IMO the sticks will be OK for a few weeks. Try to keep a decent humidity level in the otterbox and you should be OK. Keep in mind with water...its always trying to go from an area of higher concentration to an area of lower concentration...from inside your humidor to outside your humidor. With a good seal on the top, its going to move through the wood to get out. If you have your wood holding enough moisture to maintain 90% humidity (fully saturated, not just the inner face) and add your humidity device (beads or whatever), and sticks, the humidity will move until everything finds equilibrium (hopefully governed by the beads/device inside it). Thats how it stabilizes. I dont think if you over humidify to start and add beads/device to let it stabilize you cause any problems. 

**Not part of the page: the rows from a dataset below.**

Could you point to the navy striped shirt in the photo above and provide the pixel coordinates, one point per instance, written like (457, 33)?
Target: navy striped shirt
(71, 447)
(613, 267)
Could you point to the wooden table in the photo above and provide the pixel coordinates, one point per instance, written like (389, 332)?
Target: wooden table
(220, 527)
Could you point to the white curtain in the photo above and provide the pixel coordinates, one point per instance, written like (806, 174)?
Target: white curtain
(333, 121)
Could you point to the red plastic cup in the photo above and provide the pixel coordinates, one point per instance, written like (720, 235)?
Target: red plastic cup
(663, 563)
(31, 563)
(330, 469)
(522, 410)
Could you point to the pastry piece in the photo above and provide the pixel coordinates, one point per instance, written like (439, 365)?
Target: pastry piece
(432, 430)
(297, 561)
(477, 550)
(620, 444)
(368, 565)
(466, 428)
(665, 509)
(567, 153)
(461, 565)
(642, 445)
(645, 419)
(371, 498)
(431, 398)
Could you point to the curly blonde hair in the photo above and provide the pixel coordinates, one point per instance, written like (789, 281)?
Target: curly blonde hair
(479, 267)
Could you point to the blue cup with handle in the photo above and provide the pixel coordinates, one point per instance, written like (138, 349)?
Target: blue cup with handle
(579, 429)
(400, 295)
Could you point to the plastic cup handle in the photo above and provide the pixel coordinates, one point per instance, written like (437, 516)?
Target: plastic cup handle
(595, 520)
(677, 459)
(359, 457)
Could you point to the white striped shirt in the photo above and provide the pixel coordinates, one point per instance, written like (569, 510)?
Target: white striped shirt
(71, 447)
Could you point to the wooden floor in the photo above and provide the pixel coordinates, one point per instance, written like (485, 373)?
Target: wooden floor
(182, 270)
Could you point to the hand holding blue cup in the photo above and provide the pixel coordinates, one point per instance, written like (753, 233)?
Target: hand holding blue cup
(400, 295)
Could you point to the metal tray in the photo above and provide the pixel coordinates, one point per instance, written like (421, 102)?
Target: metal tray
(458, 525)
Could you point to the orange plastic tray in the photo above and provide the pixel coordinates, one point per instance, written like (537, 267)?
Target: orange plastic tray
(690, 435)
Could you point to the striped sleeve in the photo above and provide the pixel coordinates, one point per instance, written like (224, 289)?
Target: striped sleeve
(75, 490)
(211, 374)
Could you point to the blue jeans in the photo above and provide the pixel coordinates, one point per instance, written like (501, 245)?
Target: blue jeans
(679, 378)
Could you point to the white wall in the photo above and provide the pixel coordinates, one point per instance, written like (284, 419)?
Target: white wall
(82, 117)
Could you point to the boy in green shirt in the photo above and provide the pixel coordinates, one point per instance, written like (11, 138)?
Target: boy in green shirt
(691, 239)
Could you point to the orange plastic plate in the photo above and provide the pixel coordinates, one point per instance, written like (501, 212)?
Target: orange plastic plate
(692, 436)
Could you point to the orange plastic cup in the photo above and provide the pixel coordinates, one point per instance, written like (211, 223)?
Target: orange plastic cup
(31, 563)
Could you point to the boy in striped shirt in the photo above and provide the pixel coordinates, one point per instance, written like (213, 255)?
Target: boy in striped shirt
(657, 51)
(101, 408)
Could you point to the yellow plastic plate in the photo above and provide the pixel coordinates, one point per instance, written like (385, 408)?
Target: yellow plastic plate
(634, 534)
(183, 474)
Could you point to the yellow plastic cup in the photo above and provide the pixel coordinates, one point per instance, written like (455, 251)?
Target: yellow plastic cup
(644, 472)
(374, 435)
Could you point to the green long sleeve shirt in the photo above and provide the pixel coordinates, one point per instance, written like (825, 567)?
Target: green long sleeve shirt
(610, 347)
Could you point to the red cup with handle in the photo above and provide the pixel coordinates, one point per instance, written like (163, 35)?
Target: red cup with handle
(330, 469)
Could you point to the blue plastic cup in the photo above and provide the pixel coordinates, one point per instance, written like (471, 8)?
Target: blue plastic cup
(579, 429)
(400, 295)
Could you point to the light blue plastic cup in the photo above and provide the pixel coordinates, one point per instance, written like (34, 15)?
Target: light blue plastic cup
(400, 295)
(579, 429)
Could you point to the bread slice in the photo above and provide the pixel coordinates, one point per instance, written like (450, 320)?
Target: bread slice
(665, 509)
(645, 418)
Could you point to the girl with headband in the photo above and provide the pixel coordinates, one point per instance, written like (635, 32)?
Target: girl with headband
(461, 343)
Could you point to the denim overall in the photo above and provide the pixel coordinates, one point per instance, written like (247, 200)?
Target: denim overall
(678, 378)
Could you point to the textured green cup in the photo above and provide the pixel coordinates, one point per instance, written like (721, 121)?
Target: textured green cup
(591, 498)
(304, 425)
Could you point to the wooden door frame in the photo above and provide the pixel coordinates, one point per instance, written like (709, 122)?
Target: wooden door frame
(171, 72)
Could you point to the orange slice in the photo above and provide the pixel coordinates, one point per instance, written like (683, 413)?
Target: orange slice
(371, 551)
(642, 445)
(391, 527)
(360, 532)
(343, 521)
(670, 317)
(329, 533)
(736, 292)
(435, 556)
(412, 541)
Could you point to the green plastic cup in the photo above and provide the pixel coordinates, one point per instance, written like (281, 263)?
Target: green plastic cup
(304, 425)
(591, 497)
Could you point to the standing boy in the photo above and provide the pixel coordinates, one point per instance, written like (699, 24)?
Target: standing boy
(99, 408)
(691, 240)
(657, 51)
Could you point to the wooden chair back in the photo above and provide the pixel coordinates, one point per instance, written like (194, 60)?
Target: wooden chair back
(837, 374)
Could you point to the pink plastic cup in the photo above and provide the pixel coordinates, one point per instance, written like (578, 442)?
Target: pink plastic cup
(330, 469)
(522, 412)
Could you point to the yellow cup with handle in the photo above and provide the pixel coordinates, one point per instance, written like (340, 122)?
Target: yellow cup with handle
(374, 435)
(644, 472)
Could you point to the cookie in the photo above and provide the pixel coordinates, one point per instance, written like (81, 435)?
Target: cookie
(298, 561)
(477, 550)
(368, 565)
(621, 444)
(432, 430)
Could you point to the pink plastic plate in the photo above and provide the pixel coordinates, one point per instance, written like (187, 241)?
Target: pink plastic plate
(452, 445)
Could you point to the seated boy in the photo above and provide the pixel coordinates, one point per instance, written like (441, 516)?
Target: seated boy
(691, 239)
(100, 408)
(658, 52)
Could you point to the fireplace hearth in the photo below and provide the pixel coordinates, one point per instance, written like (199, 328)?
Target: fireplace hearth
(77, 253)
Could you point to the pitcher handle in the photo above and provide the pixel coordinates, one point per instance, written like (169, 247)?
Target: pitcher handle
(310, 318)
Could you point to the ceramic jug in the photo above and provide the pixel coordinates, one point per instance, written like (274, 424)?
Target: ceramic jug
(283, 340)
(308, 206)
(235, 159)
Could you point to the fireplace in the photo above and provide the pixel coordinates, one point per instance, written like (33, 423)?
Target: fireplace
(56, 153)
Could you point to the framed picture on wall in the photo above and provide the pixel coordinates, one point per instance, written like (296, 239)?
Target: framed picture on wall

Sorry I'm rambling...had a few drinks tonight.


Couple points...store humidity is probably not as good/accurate as yours.
...No problem in the otterbox for a few weeks as long as you maintain decent humidity level
...Humidity will drop if you have humidor opened for a few minutes. Check it once a day, patience is key.
...Once you have humidifier in and maintain humidity level, add sticks. It will change when you add them...patience is key...


----------



## h20wakebum (Feb 12, 2012)

Flapjack23 said:


> IMO the sticks will be OK for a few weeks. Try to keep a decent humidity level in the otterbox and you should be OK. Keep in mind with water...its always trying to go from an area of higher concentration to an area of lower concentration...from inside your humidor to outside your humidor. With a good seal on the top, its going to move through the wood to get out. If you have your wood holding enough moisture to maintain 90% humidity (fully saturated, not just the inner face) and add your humidity device (beads or whatever), and sticks, the humidity will move until everything finds equilibrium (hopefully governed by the beads/device inside it). Thats how it stabilizes. I dont think if you over humidify to start and add beads/device to let it stabilize you cause any problems.
> 
> Sorry I'm rambling...had a few drinks tonight.
> 
> ...


Any suggestions for the otterbox caddy?

Should i throw my 72% boveda bag in there?

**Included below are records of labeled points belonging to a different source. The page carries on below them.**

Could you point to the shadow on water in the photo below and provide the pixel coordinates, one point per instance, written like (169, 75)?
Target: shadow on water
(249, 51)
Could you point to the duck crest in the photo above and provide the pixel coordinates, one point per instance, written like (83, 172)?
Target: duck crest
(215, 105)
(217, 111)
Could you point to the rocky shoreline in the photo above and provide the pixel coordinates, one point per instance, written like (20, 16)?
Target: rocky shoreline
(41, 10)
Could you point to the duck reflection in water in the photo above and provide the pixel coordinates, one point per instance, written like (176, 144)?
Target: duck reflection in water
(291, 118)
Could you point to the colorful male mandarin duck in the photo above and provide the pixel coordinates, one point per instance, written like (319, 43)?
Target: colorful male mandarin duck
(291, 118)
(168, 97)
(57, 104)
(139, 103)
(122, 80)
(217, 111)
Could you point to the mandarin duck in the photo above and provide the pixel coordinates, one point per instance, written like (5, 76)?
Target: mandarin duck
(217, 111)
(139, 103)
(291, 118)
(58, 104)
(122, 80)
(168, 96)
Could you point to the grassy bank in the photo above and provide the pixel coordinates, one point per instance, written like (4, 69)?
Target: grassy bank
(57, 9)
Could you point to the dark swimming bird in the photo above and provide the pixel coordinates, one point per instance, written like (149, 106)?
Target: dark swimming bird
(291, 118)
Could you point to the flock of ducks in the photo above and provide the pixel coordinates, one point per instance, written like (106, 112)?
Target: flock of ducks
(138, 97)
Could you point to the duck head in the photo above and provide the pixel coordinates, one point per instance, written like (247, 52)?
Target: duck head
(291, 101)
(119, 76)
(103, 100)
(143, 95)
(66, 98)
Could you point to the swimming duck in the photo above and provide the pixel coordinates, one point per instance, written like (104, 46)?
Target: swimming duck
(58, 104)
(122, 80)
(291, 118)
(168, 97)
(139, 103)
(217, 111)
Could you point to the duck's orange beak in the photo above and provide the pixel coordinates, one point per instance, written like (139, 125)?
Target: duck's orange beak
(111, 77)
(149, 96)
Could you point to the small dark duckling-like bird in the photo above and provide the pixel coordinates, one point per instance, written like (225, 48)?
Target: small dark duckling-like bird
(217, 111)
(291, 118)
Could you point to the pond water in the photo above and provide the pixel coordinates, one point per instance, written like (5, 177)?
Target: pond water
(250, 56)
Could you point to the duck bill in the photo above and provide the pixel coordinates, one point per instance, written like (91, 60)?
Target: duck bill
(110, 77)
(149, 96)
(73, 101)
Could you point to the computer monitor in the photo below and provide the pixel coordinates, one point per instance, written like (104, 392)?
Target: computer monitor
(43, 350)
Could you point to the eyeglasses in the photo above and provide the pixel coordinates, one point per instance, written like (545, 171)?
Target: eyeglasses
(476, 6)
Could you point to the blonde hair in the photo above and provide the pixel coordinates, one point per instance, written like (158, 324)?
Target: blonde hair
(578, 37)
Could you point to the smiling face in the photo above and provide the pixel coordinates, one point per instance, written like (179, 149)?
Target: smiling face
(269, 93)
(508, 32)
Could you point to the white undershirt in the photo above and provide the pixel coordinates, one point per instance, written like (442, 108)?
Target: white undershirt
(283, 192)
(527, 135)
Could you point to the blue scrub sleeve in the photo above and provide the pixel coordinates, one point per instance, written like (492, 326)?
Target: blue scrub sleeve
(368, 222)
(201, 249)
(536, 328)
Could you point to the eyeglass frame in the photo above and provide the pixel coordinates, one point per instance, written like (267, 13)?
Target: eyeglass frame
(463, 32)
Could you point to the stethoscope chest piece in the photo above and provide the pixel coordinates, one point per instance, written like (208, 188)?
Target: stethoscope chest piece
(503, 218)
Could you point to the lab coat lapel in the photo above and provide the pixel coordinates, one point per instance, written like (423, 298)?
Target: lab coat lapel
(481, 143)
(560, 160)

As of now, I have no humidification device in the otterbox.

If I use the boveda bag in there... Should i take the cigars out of the ziplock bags?

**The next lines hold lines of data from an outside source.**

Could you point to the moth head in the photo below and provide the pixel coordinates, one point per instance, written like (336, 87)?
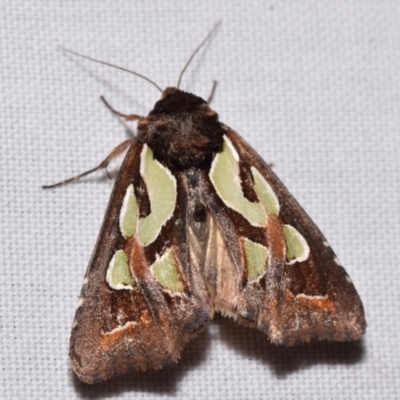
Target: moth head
(182, 130)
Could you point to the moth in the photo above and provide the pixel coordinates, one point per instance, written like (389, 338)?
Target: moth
(197, 224)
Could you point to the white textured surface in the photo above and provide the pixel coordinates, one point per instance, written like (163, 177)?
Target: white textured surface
(314, 86)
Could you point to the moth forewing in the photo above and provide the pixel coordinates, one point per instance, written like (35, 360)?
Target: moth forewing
(197, 223)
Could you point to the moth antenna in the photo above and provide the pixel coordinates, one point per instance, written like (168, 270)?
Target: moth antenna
(210, 97)
(112, 65)
(196, 51)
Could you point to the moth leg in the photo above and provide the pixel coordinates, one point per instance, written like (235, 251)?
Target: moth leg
(212, 92)
(127, 117)
(103, 165)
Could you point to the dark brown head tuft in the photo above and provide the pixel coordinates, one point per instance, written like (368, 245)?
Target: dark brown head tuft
(182, 130)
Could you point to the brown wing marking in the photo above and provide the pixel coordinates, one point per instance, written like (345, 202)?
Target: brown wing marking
(145, 326)
(301, 301)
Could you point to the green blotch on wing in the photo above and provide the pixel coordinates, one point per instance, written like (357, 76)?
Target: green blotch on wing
(265, 193)
(118, 274)
(161, 188)
(224, 175)
(256, 258)
(297, 249)
(166, 272)
(129, 213)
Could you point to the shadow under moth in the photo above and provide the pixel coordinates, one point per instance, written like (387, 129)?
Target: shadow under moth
(198, 223)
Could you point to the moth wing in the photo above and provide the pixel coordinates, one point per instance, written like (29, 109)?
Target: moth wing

I am not sure if the moisture will get through seales zip locks.

Thanks,
RR


----------



## TonyBrooklyn (Jan 28, 2010)

h20wakebum said:


> You bet!
> 
> If I'm going to do it, I want to do it right.
> 
> ...


Put a Boveda pack with your cigars they will be fine. As far as the drop you mention all depends how dry the outside air is where you are. As long as the humidor holds steady R/H for the time we spoke of you should be fine.


----------